Par un mémoire en défense, enregistré le 19 novembre 2018, le ministre de l'économie et des finances conclut au rejet de la requête de la chambre des métiers et de l'artisanat de la Charente-Maritime.

Il fait valoir que :

- la lettre en date du 9 septembre 2014 adressée à la chambre des métiers et de l'artisanat de la Charente-Maritime par la préfète de région portant approbation du projet de délocalisation du centre de formation des apprentis à Lagord n'est pas une décision créatrice de droit ; par ce courrier, la préfète exprimait un avis favorable sur le principe du projet d'investissement décidé par la chambre des métiers et de l'artisanat de la Charente-Maritime par délibération du 25 juin 2014, mais ne rentrait pas dans le champ des actes de tutelle en matière financière, limitativement énumérés aux articles 28, 28-2 et 28-3 du code de l'artisanat et 1601 du code général des impôts, soit l'approbation budgétaire, l'autorisation d'emprunt ou de ligne de trésorerie, et l'autorisation de dépassement du droit additionnel à la contribution foncière des entreprises ; ces investissements ne figuraient pas dans un document budgétaire approuvé par l'autorité de tutelle avant le 10 août 2014, date d'entrée en vigueur de la loi de finances rectificative de 2014 ; cette lettre, qui n'emporte aucune conséquence juridique en elle-même, ne relève pas de la jurisprudence Ternon ;

- la lettre en cause du 9 septembre 2014 ne comporte aucune condition résolutoire, la mention " sous la réserve d'instructions ministérielles éventuellement contraires à venir " ne saurait être interprétée comme telle, car elle ne formalise aucun accord entre l'Etat et la chambre des métiers et de l'artisanat de la Charente-Maritime ;

- l'exception d'illégalité soulevée par la requérante à l'encontre de l'article 3 du décret du 11 décembre 2014 n'est pas fondée pour soutenir que l'arrêté du 8 juin 2015 est dépourvu de base légale ; le décret du 11 décembre 2014, en prévoyant que les investissements et les réserves qui leur sont affectées doivent être validés avant le 10 août 2014 par approbation budgétaire, autorisation d'emprunt ou de ligne de trésorerie, ou autorisation de dépassement du droit additionnel à la contribution foncière des entreprises, rend applicables les dispositions de l'article 9 de la loi de finances rectificative pour 2014, de sorte que l'administration ne pouvait anticiper avant de le connaître le contenu de la méthode de calcul du prélèvement, explicité par l'article 3 du décret du 11 décembre 2014 ;

- l'administration pouvait légalement se fonder sur l'article 24 du décret du 7 novembre 2012 relatif à la gestion budgétaire et comptable publique, pour décider d'émettre un titre de perception complémentaire visant à corriger l'erreur d'assiette initiale du premier prélèvement de 769 648 euros du 23 décembre 2014, et ce, sans condition de délai.

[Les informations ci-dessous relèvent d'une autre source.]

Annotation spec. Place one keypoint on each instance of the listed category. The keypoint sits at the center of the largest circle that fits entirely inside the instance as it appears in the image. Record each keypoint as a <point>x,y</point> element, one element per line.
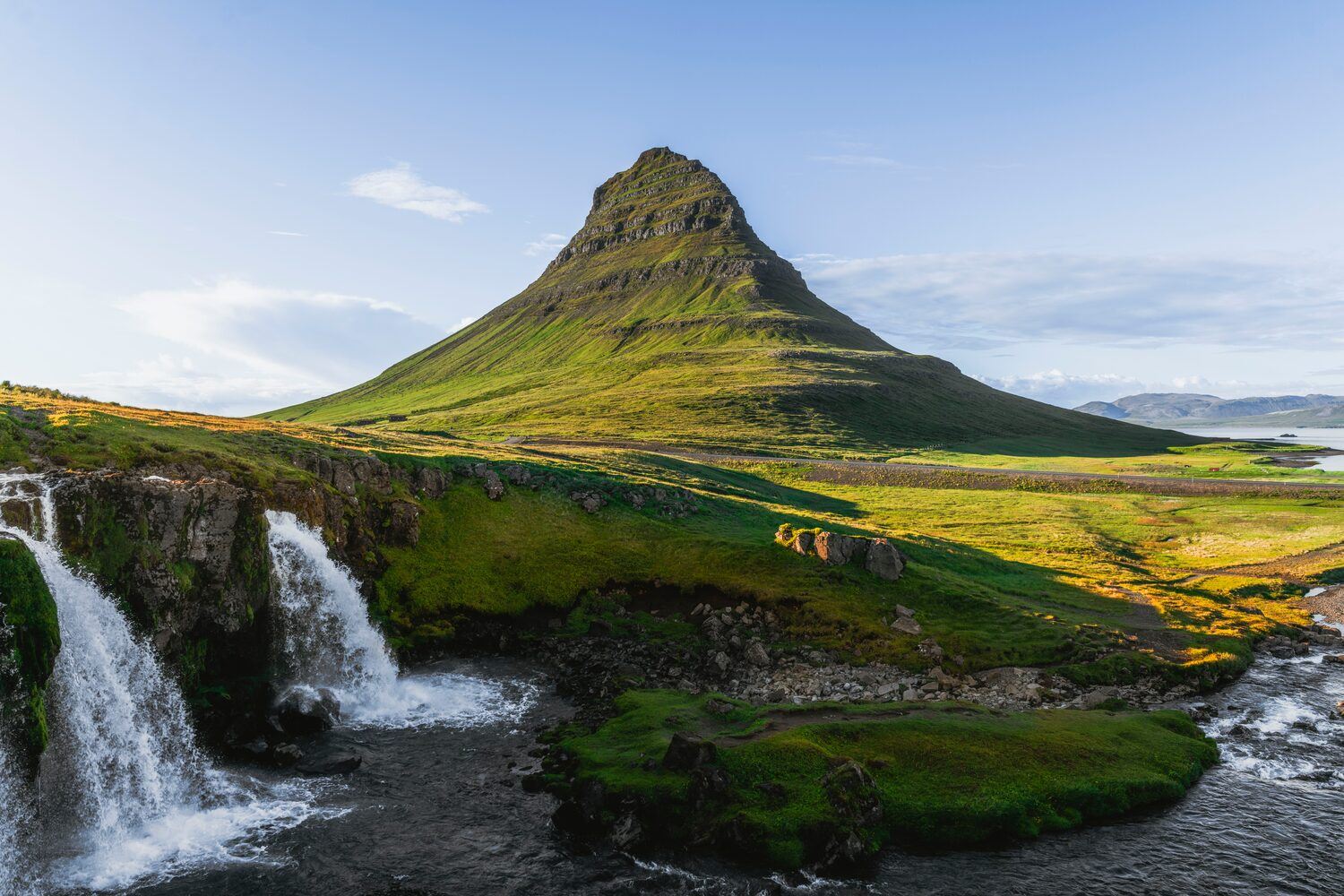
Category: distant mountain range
<point>668,320</point>
<point>1182,409</point>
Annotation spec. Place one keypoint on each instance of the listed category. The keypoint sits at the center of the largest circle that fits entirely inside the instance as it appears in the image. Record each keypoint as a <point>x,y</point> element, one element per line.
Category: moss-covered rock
<point>30,638</point>
<point>828,783</point>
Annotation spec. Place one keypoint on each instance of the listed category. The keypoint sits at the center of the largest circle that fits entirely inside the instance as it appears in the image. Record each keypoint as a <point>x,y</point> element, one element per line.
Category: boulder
<point>835,548</point>
<point>878,556</point>
<point>287,755</point>
<point>905,625</point>
<point>333,764</point>
<point>854,794</point>
<point>688,751</point>
<point>492,485</point>
<point>883,560</point>
<point>757,654</point>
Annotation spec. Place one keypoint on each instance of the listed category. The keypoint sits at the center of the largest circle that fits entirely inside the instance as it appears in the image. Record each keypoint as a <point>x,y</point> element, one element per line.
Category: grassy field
<point>1091,582</point>
<point>668,319</point>
<point>1212,460</point>
<point>945,775</point>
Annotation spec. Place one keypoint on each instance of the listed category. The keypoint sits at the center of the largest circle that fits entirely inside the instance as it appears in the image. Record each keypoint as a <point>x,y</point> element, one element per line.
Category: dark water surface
<point>441,810</point>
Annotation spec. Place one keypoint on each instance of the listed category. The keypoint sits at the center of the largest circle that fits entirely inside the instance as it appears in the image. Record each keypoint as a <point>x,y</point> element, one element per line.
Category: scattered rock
<point>336,764</point>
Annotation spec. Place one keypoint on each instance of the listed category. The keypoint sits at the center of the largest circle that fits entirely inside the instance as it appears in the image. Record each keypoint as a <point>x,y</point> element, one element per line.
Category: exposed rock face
<point>688,751</point>
<point>306,711</point>
<point>876,555</point>
<point>185,551</point>
<point>30,638</point>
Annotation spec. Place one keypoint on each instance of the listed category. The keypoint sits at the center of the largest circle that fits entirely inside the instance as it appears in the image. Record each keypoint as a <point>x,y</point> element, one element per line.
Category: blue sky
<point>236,206</point>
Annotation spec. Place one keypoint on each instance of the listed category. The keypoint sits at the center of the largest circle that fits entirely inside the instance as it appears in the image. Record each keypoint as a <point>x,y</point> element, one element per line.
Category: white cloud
<point>855,160</point>
<point>546,245</point>
<point>238,347</point>
<point>401,187</point>
<point>999,300</point>
<point>1064,389</point>
<point>1072,390</point>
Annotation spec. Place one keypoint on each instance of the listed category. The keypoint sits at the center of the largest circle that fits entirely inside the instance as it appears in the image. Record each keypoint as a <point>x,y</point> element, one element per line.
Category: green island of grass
<point>943,775</point>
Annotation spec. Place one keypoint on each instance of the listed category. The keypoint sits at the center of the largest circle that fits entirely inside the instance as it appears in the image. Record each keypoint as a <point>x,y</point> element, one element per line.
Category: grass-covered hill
<point>1090,583</point>
<point>667,319</point>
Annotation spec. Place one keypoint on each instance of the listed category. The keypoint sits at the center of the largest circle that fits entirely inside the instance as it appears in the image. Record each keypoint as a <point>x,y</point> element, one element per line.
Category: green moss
<point>948,775</point>
<point>30,638</point>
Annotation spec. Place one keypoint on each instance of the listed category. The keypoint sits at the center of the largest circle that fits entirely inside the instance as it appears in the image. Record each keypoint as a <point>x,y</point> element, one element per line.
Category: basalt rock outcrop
<point>878,556</point>
<point>30,638</point>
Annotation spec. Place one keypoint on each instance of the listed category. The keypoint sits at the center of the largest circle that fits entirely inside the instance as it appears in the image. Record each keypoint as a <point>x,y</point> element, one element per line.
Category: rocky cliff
<point>30,638</point>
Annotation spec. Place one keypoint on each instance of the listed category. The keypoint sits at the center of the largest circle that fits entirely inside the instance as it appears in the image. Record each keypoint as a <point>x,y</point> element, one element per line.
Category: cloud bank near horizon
<point>236,347</point>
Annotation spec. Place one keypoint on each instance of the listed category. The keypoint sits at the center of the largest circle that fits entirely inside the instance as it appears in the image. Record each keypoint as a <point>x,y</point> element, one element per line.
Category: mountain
<point>667,319</point>
<point>1190,409</point>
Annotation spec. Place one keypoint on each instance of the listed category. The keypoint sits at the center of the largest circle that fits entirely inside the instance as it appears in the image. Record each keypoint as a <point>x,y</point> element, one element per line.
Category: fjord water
<point>330,642</point>
<point>1331,438</point>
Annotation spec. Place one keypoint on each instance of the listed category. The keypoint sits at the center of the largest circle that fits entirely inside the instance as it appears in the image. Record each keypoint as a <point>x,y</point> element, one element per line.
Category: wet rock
<point>335,764</point>
<point>287,755</point>
<point>626,831</point>
<point>709,785</point>
<point>306,711</point>
<point>688,751</point>
<point>854,794</point>
<point>757,654</point>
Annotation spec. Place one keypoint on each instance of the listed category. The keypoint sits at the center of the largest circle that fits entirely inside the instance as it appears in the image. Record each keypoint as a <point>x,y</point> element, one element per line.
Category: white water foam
<point>125,794</point>
<point>328,642</point>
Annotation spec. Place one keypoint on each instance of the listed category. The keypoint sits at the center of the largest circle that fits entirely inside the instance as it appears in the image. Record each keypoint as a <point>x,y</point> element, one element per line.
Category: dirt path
<point>1293,567</point>
<point>975,477</point>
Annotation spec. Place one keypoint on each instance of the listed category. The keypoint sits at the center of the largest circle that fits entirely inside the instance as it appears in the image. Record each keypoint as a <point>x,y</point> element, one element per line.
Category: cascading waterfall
<point>124,791</point>
<point>328,642</point>
<point>16,815</point>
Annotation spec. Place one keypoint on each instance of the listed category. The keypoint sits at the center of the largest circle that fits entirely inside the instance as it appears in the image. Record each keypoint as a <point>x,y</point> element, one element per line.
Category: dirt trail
<point>976,477</point>
<point>1296,568</point>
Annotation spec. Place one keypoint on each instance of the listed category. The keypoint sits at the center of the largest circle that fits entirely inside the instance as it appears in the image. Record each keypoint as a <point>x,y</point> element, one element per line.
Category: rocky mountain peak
<point>664,194</point>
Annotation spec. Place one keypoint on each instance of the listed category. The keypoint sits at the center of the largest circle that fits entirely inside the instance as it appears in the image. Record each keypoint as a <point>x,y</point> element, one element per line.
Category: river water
<point>437,805</point>
<point>1332,438</point>
<point>440,810</point>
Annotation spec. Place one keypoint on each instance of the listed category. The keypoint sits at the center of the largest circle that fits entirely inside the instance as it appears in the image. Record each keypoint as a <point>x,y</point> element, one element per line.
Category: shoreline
<point>1328,603</point>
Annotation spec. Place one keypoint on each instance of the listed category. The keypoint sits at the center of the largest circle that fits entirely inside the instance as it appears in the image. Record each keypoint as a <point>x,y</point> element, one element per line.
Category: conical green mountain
<point>666,319</point>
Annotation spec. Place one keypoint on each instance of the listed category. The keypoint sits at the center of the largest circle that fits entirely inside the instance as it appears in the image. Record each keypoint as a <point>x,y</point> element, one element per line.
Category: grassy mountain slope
<point>667,319</point>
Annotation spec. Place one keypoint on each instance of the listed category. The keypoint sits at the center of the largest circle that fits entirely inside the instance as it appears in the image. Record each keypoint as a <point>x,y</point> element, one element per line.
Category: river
<point>440,810</point>
<point>437,807</point>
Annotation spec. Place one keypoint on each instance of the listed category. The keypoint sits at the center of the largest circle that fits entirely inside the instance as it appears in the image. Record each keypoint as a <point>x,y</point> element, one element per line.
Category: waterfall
<point>124,791</point>
<point>327,641</point>
<point>16,814</point>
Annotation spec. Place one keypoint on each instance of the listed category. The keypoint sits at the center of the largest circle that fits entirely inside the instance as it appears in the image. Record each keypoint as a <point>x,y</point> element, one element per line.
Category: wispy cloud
<point>1072,390</point>
<point>546,245</point>
<point>992,300</point>
<point>857,160</point>
<point>238,347</point>
<point>401,187</point>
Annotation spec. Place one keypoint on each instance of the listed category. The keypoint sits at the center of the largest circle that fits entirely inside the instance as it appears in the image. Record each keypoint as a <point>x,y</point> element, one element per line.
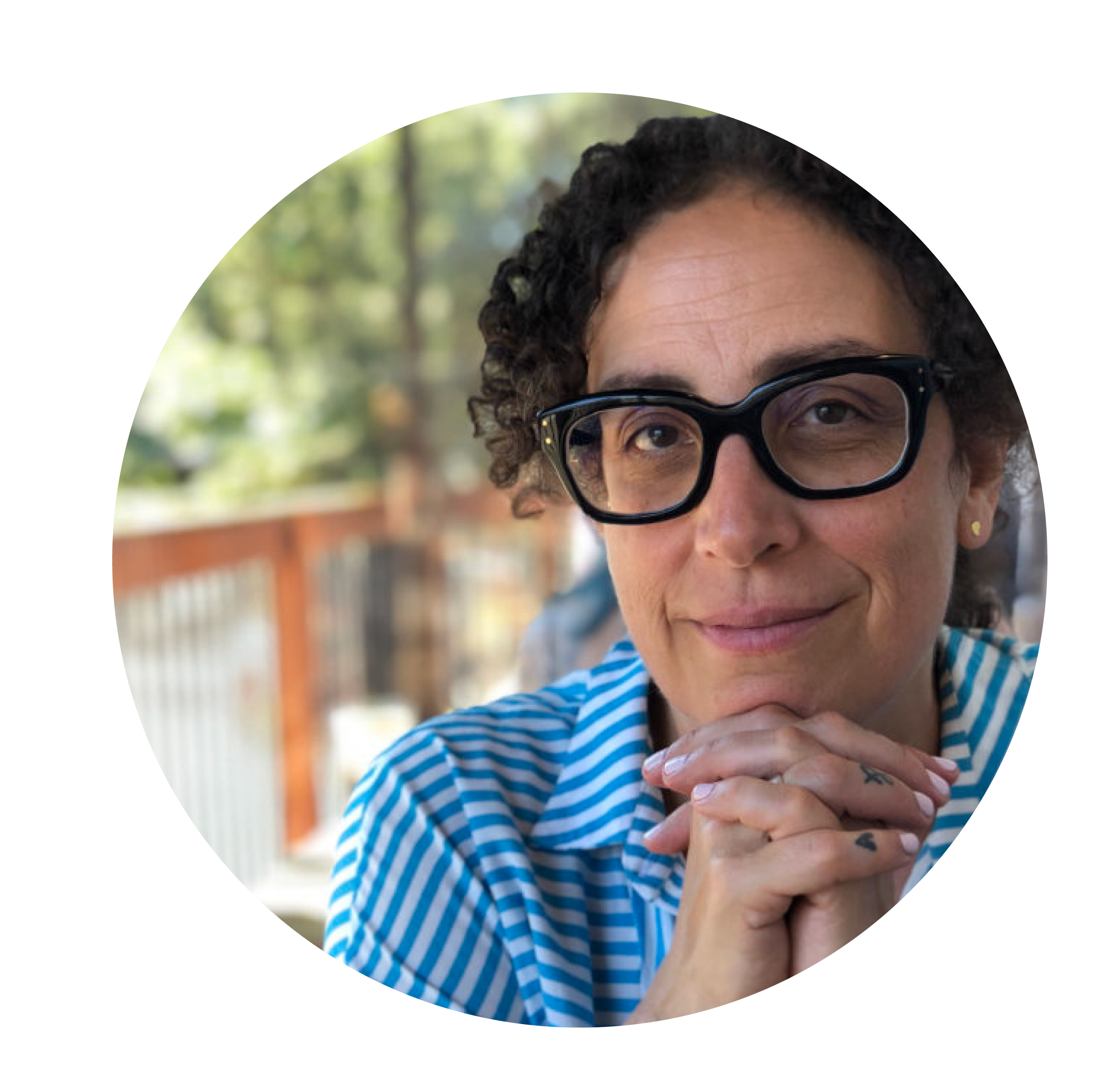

Vu les autres pièces du dossier.

Vu :

- la constitution ;

- le code général des impôts ;

- la loi n° 2010-1658 du 29 décembre 2010 de finances rectificative pour 2010 ;

- la loi n° 2014-891 du 8 août 2014 de finances rectificative pour 2014 ;

- le décret n° 2012-1246 du 7 novembre 2012 relatif à la gestion budgétaire et comptable publique ;

- le décret n° 2014-1499 du 11 décembre 2014 relatif aux conditions de gestion du fonds de financement et d'accompagnement du réseau des chambres des métiers et de l'artisanat ;

- le code de justice administrative.

Les parties ont été régulièrement averties du jour de l'audience.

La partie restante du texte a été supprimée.